The name landed like a punch.

“That’s not the same,” Reaper said immediately, feeling defensive. King only brought that bitch out, because he knew how much it affected Reaper.

King raised an eyebrow. “You sure?”

“Yes.” No hesitation. “Elena’s nothing like her.”

Silence stretched.

“You were sent to observe,” King said slowly. “Not escalate or start a potential war.”

“They already started it,” Reaper replied. “She’s collateral.”

King studied him, eyes sharp.

“You willing to take personal responsibility for her?” King finally asked.

Reaper didn’t even blink or hesitate. “Yes.”

The word rang solid and final and some part of him wondered why Elena had such an effect on him. Reaper wasn’t a good man and he’d never offered his personal protection to anyone before. It was a strange sensation, and yet, he didn’t regret saying those words.

King nodded once. “Then don’t make me regret trusting you,” King said.

Reaper stood, tension coiled tight inside him.

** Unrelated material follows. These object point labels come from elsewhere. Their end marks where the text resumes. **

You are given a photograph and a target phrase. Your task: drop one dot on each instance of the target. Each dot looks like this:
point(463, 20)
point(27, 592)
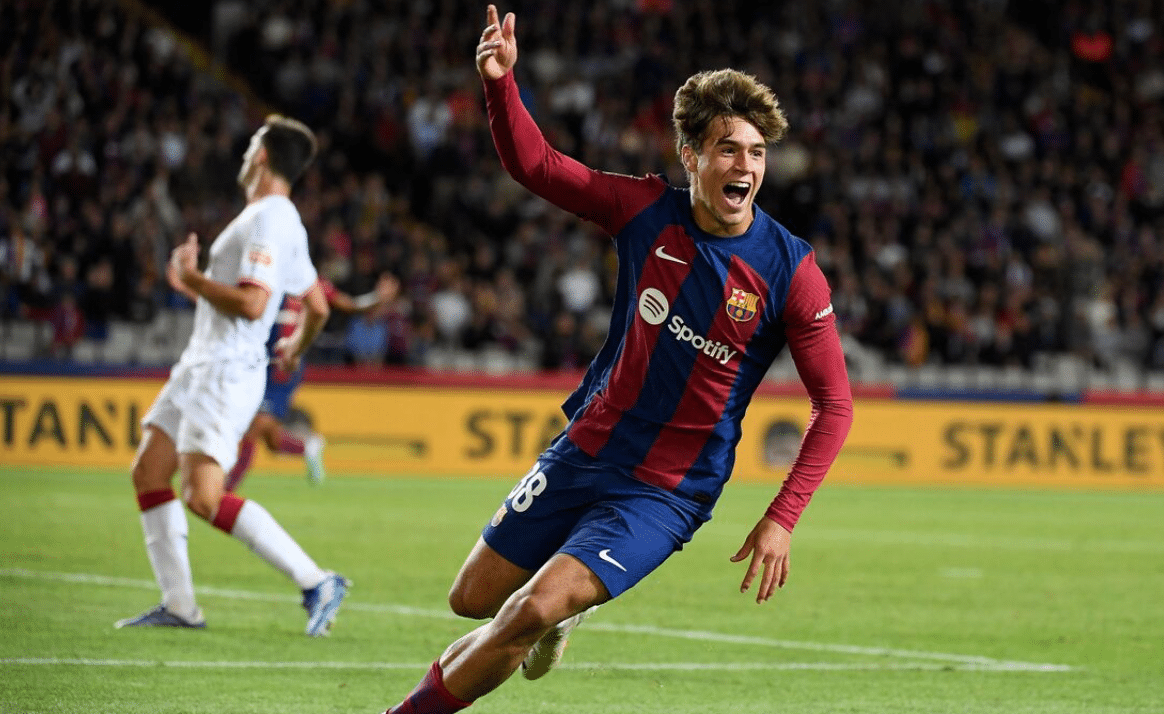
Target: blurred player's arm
point(246, 301)
point(815, 346)
point(385, 291)
point(290, 350)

As he left the office, one truth burned brighter than all the others. Whatever this thing was between him and Elena growing in his chest, he had the sinking feeling it was going to change everything.

****

Reaper stood outside Elena’s door longer than he meant to. This was a mistake. He knew it in his bones, the same instinct that used to hum before violence. He should have gone straight to his room, shut the door, shut her out of his head. Instead, his hand lifted and knocked once, soft.

A pause. Then the door opened. Elena stood there barefoot, her hair loose and still damp like she’d washed hospital and fear off her skin.

She’d changed out of her clothes, the ones that smelled like smoke and adrenaline, and into soft cotton pajamas that clung in places he didn’t let his mind linger on.

Too late. He focused his gaze on her gorgeous body, silently cataloging the gentle curve of her waist, the line of her collarbone, the faint shadows under her eyes that spoke of exhaustion rather than weakness.

She looked breakable and that did something dangerous to him.

“Hey,” she said quietly.

His throat tightened. He hadn’t expected that word to feel like a hand wrapped around his ribs.

“Just checking on you,” he said, voice a little rough. “You all right?”

She nodded, then hesitated. “I think so. As all right as I can be, given ... everything,” she said.

He shifted his weight, suddenly aware of how big he was in the doorway, how much space he took up. He should give her room, but he didn’t move.